@Cafe
- Founded: April 25, 1995; 30 years ago 12 St. Marks Place New York City, New York, U.S.
- Founders: Glenn McGinnis Nicolas Barnes Chris Townsend
- Dissolved: 1996
- Purpose: Internet café
- Region served: New York City
- Owner: James Casey (manager)

= @Cafe =

Internet café in New York City

@Cafe, one of New York City's first dedicated internet cafes, was incorporated in early 1995 by Glenn McGinnis, Nicolas Barnes and Chris Townsend and opened its doors on Tuesday, April 25, 1995 with the slogan “Eat, Drink, ‘Net.” Founded at 12 St. Marks Place on the site of the original location of St. Mark's Bookshop, the 2,500 sq foot cafe positioned itself as a place where the formerly solitary pursuits of computing were combined with a social atmosphere of a full bar and restaurant. In addition to the food and drink, the cafe offered dial-up internet services and email accounts through their fly.net web portal. Computer and internet usage was billed at $5 per half-hour. The business idea was inspired by Japanese video game cafes that McGinnis had frequented when he lived in Japan during the 1980s.

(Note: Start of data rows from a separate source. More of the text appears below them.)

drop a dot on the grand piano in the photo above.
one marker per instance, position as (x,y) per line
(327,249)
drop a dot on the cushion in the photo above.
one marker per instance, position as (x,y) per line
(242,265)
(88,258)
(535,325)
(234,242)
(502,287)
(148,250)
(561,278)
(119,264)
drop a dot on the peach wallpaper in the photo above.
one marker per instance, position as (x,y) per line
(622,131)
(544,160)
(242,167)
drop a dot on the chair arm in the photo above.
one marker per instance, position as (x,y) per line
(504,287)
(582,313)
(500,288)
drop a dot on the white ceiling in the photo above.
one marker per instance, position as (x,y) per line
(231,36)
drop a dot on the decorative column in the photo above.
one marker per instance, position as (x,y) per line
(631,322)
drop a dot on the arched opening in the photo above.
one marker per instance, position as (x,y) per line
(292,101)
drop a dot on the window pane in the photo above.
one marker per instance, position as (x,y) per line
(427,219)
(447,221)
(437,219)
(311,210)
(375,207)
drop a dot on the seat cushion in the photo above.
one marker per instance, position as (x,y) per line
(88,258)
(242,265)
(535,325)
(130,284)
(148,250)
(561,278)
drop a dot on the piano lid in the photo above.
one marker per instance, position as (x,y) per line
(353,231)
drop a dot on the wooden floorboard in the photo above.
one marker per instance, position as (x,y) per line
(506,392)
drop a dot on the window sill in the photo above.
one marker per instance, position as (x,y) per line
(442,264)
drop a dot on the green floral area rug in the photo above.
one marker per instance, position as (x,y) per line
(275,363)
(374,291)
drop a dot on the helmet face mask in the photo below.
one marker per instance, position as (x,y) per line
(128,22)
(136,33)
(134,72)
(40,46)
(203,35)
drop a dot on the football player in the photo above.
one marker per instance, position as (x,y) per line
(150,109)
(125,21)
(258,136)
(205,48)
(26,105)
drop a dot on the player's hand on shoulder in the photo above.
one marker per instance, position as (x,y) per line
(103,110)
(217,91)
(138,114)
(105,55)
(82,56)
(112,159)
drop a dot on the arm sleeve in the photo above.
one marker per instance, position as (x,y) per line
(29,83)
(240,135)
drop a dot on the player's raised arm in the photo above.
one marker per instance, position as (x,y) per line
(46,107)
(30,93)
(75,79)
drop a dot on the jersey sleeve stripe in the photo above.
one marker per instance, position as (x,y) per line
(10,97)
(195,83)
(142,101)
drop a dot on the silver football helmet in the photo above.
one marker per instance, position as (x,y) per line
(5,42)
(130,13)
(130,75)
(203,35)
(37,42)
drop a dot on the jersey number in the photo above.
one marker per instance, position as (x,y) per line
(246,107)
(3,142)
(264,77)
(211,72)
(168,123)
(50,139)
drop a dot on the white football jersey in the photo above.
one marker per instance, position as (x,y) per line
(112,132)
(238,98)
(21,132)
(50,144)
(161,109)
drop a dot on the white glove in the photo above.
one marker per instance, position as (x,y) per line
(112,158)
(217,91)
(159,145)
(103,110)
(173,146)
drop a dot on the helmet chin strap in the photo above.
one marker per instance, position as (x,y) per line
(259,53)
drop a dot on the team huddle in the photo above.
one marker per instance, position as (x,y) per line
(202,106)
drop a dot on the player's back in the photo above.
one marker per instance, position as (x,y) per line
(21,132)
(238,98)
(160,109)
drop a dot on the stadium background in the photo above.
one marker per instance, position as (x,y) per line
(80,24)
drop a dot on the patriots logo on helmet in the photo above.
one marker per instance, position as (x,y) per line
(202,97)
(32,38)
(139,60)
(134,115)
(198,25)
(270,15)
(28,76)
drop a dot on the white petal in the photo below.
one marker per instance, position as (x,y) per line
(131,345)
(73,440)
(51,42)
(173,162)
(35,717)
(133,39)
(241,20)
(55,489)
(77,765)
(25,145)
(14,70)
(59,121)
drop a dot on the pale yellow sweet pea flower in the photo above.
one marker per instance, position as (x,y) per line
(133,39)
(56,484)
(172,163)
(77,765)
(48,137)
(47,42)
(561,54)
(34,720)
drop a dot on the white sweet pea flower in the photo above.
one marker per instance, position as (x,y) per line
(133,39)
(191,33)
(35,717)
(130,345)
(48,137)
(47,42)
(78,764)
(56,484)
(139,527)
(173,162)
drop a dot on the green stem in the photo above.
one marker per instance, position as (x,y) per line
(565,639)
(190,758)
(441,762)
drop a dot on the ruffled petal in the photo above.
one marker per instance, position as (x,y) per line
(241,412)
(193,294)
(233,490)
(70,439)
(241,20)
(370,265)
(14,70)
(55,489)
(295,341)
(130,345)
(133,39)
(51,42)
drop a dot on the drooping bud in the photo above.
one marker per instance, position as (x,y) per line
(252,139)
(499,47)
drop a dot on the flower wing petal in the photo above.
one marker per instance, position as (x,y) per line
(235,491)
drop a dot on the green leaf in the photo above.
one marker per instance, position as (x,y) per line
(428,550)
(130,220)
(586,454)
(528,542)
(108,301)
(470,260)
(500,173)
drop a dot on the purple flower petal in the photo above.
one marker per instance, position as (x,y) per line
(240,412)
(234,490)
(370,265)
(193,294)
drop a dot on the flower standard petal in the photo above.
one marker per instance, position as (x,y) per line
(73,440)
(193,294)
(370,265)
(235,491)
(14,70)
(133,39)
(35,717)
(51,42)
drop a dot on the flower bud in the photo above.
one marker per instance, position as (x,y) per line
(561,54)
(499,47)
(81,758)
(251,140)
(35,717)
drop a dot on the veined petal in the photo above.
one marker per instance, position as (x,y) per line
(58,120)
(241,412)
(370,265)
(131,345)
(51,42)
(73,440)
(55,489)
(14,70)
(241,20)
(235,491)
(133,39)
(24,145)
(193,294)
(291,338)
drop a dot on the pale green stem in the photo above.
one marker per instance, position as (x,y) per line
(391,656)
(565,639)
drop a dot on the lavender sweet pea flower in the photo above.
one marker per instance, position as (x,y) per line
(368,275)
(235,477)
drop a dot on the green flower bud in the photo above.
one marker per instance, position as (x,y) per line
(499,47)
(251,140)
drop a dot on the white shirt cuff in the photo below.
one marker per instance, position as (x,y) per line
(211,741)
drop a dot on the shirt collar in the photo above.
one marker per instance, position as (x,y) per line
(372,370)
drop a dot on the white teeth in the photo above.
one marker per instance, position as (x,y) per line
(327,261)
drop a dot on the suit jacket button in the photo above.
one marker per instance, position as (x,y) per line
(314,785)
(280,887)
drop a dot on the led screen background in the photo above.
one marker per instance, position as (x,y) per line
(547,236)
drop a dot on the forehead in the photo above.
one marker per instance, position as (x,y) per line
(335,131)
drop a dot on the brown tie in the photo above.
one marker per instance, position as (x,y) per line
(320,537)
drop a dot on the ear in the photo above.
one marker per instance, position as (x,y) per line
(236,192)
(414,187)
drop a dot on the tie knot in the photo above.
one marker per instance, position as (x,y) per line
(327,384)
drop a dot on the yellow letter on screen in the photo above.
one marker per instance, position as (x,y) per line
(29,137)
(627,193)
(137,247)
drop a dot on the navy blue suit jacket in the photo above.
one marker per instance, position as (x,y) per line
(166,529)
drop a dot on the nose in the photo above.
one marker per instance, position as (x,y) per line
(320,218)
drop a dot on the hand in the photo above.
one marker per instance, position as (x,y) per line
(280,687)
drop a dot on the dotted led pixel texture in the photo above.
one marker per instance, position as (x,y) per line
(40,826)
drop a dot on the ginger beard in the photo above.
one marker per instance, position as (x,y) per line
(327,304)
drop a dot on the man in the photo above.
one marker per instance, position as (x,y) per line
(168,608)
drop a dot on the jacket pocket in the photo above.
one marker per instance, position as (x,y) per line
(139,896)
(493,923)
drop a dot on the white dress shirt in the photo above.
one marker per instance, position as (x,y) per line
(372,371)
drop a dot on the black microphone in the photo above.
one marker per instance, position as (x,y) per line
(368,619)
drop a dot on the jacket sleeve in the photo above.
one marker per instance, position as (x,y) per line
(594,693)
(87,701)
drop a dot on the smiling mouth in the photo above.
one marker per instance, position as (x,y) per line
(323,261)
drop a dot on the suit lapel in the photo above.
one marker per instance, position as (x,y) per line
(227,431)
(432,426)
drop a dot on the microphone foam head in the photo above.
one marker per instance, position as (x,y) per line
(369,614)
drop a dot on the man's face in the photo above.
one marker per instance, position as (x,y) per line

During the internet's early days when the medium was still mostly unexplored, @Cafe tried to present “the internet at its best,” paying $9,000 a month for a dedicated T1 line and supplying powerful PC or Mac computers at every table.

At the time of @Cafe's opening, the first Netscape browser had just been released; a technological advance that introduced the internet to a more general computer user.
@Cafe soon became a center for patrons curious about the internet, such as famous hacker, Phiber Optik, and was also embraced by New York's burgeoning technology sector known as Silicon Alley. @Cafe also made connections with early internet pioneers The WELL, hosting their ten-year anniversary party a few weeks after they opened and was also an early meet up location of the Women's Technology advocacy group Webgrrls.

@Cafe was one of the first businesses that was predicated on monetizing what had previously been the domain of academics and programmers. When it opened, @Cafe was the largest internet-based cafe in New York City and was the only internet cafe with a full kitchen and bar. It played host to a number of high-profile events, including a failed online meeting between the New York and Boston mayors Rudy Giuliani and Thomas Menino, the launch of the Rolling Stones Voodoo Lounge CD-ROM, The Wall Street Journal's Interactive Edition website premier, a Donna Karan men's fragrance and website debut, and a global and interactive New Year's Eve party on December 31, 1995 with the internet cafes CyberJava in Los Angeles, California and CyberSmith in Cambridge, Massachusetts. Corporate clients MTV, MasterCard, IBM and Budweiser also held technology events at the cafe.

The cafe also played host to an early web/television hybrid program called "Encarta On the Record." The monthly program was moderated by journalist Linda Ellerbee, produced by Microsoft and Ellerbee's production company Lucky Duck and combined a live roundtable discussion with web-based resources through the Encarta web portal. The web audience could ask questions to the panel in real time, the audio of the discussion could be streamed and video images of the proceedings were updated every 8 seconds.

In contemporary interviews, Barnes and McGinnis spoke of opening a number of internet-based cafes around the world, where technology novices and professionals could experience the full potential of the internet.

Despite media and public interest, @Cafe never broke even and closed in 1996 before additional locations or franchises could be opened.